| Single payer / public option would be a great solution. Separating out health insurance from employment at an affordable price would be another. I understand the spectrum of choices from the EU/Germany hybrid to Canada and the UK. I just don't see how we get there in the US. According to the World Bank, the US spent 16.89% of GDP on healthcare vs 11.43% of GDP in Germany. That difference in spending represents billions in revenue and millions of jobs. The businesses capturing that revenue and those workers will not give up their livelihoods because the German model is more efficient. Healthcare spending in the US is a massive political force and I see nothing on the horizon that will take it on in any meaningful way.
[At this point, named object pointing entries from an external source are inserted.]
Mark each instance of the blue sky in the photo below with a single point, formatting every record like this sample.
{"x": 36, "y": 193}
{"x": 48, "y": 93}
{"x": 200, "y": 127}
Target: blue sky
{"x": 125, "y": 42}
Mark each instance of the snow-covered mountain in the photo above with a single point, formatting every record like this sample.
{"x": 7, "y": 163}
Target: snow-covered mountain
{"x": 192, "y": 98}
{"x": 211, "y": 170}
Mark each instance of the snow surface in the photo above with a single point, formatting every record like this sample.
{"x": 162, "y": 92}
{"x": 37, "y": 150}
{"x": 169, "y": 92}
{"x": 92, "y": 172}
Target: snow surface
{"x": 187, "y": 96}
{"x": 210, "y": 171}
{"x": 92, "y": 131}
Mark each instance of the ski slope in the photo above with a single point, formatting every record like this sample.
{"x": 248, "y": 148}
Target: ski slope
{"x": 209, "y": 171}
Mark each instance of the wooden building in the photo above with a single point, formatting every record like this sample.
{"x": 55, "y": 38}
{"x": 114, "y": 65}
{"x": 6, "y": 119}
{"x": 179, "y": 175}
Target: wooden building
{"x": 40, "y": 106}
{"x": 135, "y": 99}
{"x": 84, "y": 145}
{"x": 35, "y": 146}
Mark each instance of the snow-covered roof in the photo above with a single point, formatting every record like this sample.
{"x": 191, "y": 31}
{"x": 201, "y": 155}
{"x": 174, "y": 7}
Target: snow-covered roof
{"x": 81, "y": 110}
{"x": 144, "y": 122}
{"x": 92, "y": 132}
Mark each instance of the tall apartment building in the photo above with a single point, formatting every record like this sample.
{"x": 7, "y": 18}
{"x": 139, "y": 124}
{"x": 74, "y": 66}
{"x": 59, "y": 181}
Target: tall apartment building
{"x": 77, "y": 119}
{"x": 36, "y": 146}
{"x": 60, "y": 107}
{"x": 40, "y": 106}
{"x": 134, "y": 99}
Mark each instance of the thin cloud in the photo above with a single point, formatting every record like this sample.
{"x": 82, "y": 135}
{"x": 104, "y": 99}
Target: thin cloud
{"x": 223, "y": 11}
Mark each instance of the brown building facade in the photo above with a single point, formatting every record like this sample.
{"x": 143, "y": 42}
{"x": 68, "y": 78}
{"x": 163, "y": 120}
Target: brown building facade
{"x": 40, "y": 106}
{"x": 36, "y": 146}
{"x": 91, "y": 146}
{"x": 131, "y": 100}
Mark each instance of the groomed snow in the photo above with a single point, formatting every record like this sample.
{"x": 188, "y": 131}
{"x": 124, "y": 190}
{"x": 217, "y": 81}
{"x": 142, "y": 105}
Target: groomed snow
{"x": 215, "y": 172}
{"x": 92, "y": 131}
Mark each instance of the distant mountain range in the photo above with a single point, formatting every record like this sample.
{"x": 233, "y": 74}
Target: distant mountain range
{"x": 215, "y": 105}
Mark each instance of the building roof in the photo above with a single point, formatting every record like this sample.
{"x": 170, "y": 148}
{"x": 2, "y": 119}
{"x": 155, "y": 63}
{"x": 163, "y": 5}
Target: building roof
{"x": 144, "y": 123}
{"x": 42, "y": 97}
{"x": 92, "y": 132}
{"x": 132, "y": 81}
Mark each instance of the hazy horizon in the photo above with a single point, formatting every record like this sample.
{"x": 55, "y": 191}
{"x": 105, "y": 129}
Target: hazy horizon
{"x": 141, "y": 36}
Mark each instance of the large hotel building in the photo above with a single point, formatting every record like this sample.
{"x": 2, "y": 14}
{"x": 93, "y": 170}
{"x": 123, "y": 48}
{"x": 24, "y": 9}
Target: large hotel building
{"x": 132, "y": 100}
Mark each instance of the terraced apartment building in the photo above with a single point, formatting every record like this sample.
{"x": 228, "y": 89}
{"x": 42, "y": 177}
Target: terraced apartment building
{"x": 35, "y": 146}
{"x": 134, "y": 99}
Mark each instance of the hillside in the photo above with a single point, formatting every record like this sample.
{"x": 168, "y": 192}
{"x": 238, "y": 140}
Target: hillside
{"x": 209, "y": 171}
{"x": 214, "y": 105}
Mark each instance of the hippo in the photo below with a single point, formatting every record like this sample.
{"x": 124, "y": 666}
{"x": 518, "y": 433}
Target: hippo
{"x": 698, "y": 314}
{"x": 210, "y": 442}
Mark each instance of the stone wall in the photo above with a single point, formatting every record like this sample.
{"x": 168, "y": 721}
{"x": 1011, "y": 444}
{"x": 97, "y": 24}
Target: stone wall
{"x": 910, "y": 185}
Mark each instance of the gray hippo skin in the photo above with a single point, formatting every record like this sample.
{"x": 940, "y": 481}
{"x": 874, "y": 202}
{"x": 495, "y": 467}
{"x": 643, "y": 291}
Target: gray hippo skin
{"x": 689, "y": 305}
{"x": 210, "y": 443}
We've discussed Obama's ACA plans many times on this site. The realist in me says that uneven outcomes and health emergencies bankrupting families is actually a stable political outcome. E.g. Most people have no fear of medical bankruptcies - simply because it hasn't happened to them. So a politician promising a solution to medical bankruptcy isn't going to win votes. Instead that politician is inviting opposition from the medical industry. By the time someone faces medical bankruptcy it is too late for systemic change. They just go bankrupt. From a game theory perspective, we would all collectively benefit from a better distribution of medical spending and insurance. Channelling that collective will is nearly impossible because the motivation for change doesn't become obvious until you have to pay $5K/month for medicines to survive. Motived, ethical political leaders could do it. But you don't reform 17% of GDP spending without risking your political future, speaking fees, or board seats. |
However I think there is cause for reserved optimism; the ACA moved the Overton Window on this subject. Sanders and Warren made Medicare For All a core part of their platform, and did not get killed for it. Biden supports a public option (Medicare buy-in, not single payer), but that is now the moderate / bipartisan position in terms of voter support.
We will probably not get a single payer solution in this administration, but the public option could capture some of the market, and make further changes more tractable.